Yerler eskiden kalma motor yağıyla kaplıydı. Variller, boş kutular ve ellili yıllardan kalma lastikleri sökülmüş, döküntü durumdaki bir Chevrolet duruyordu kenarda. Yıllardır kullanılmıyordu, ama hâlâ benzin, üstübeç, tutkal ve tebeşir tozu kokuyordu tamirhane. Hunter en geç bir saat sonra Morgan Pearceın burada olacağını biliyordu. Bu bir ölüm buluşmasıydı, Hunterın bundan hiç şüphesi yoktu.

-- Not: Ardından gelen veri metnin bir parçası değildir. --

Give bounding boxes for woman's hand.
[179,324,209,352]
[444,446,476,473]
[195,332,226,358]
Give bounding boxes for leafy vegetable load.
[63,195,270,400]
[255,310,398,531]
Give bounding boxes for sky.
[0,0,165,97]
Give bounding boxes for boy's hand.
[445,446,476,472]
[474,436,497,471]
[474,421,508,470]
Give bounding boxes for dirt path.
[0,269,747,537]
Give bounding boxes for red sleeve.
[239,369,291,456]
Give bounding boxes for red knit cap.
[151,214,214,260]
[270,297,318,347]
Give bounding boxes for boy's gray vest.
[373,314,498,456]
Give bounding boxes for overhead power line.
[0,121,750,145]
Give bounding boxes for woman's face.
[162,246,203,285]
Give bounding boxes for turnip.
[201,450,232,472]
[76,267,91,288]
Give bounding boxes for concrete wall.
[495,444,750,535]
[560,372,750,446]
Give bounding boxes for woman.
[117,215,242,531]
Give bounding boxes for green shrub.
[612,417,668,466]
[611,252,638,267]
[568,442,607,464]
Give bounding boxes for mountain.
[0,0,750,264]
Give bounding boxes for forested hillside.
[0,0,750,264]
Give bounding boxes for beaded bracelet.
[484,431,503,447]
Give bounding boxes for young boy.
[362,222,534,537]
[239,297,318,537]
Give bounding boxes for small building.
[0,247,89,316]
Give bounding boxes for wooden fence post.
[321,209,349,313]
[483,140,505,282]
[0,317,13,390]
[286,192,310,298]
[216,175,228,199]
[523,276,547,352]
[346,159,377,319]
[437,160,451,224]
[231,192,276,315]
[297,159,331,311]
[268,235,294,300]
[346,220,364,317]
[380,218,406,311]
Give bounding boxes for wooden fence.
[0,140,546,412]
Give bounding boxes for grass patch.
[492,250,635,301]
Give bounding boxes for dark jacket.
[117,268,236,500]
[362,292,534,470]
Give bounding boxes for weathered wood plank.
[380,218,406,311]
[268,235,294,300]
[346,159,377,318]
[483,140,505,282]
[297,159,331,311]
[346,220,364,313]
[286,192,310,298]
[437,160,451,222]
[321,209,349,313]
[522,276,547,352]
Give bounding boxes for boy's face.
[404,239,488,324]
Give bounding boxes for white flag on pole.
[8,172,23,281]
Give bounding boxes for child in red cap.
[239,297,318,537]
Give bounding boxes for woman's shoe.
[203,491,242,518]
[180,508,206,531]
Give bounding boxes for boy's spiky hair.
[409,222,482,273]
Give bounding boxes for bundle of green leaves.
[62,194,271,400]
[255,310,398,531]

İngiltere ve Rusyada üst düzey bürokratların organize ettiği, dünyanın kaderini değiştirecek illegal bir örgüt, faaliyetlerini gizlice yürütüp kendisine yandaş toplarken yeni bir dünya savaşının tohumlarını atıyorlardı. Örgütün yolunu kesmeye çalışanlar bir bir yok ediliyordu.
Gary Hunterın, İstanbulda somut delillere ulaşıp önce kendi başbakanı ardından dünyaya bu örgütlenmeyi duyurmasına ramak kalmıştı ki infazına karar veren örgüt profesyonel bir katil gönderdi. Türk istihbaratı İstanbuldaki sıradışı buluşmaları fark ettiğinde olaylara müdahil olarak olayın seyrini değiştirdi.
Polisiye ve gerilim usta kalemi Osman Aysu bu kez uluslararası bir örgütlenmenin şifrelerini gözerken soluksuz bir heyecana sürüklüyor.